Tony Rousmaniere, Psy.D., has described dropouts as the “invisible plague” of psychotherapy but as with many clinical issues, measurement is a problem. The dropout literature tries to identify patients who prematurely terminate but the operational definition of premature termination is quite varied. This literature does not help the practicing clinician determine if dropouts are a problem in his or her practice.

At Carepaths we are interested in how data and technology can help clinicians practice more effectively, so we decided to see if we could identify some dropout benchmarks in our data. We started with looking at patients who do not return after the initial session. We looked at patients whose first clinical service was a diagnostic evaluation (90791) in November 2016. Our sample included 1335 patients from 20 group practices. Drop out was defined as failure to attend a follow up appointment within 30 days of the index visit. 81.1% or about 4 in 5 patients return for a follow-up appointment.

This chart shows variance by clinician.

graph_22 (1) [wp-review]

If we assume 80% as a benchmark for dropout, we see that most clinicians, 75 of 105, or 71% meet or exceed the benchmark. About 29% (30 of 105) fall below the benchmark. These data directionally accord with a recent study that estimated that 12.6% of drop outs is due to therapist effects.

A takeaway from this analysis is that private practitioners as a group do a good job at engaging patients in therapy. These good results may in turn be due to the competitive pressures of clinical practice whereby therapists better at engaging patients survive.

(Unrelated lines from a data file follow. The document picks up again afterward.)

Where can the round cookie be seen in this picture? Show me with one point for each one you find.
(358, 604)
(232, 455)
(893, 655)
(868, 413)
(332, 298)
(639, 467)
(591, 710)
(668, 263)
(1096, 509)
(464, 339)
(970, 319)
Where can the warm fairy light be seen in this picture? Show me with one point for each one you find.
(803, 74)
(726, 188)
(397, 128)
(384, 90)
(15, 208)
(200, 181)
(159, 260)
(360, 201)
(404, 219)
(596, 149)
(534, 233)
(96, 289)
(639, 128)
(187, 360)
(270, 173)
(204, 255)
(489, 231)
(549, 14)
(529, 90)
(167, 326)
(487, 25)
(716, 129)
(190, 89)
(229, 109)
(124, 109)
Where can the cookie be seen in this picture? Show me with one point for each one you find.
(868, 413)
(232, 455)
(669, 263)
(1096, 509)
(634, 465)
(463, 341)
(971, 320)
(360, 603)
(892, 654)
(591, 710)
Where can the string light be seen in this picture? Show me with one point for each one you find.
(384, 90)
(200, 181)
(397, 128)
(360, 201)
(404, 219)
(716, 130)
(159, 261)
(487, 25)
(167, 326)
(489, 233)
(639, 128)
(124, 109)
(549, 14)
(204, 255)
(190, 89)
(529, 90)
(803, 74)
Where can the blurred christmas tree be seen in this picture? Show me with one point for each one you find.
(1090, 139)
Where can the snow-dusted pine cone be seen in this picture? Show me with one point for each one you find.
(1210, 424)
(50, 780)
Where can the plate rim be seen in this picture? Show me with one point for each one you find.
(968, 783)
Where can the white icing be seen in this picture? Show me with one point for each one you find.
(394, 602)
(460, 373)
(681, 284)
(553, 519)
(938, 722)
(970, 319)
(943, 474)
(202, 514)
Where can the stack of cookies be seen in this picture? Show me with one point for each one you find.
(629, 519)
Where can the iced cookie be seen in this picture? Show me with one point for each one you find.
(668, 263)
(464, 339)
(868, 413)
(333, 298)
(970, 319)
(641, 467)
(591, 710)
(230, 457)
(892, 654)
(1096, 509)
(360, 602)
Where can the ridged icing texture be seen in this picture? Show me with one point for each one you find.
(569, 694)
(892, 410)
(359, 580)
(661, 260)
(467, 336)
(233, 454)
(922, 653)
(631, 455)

In upcoming blogs we will be looking further at the patients who do not return. We plan to look at case mix to guauge the effect of patient age, gender and diagnosis. A lower benchmark may be appropriate for some patient populations. We are interested in tools to enhance engagement such as automated appointment reminders (e.g. are text reminders better than email reminders?) and the use of our mobile assessment and daily monitoring. We would also like to tease out the effect of cost on patients following up.

And finally, we are also interested in a benchmark for patients who dropout later in treatment. For this analysis, we can use the presence of a scheduled appointment and indication of the clinician’s judgement that more treatment is indicated.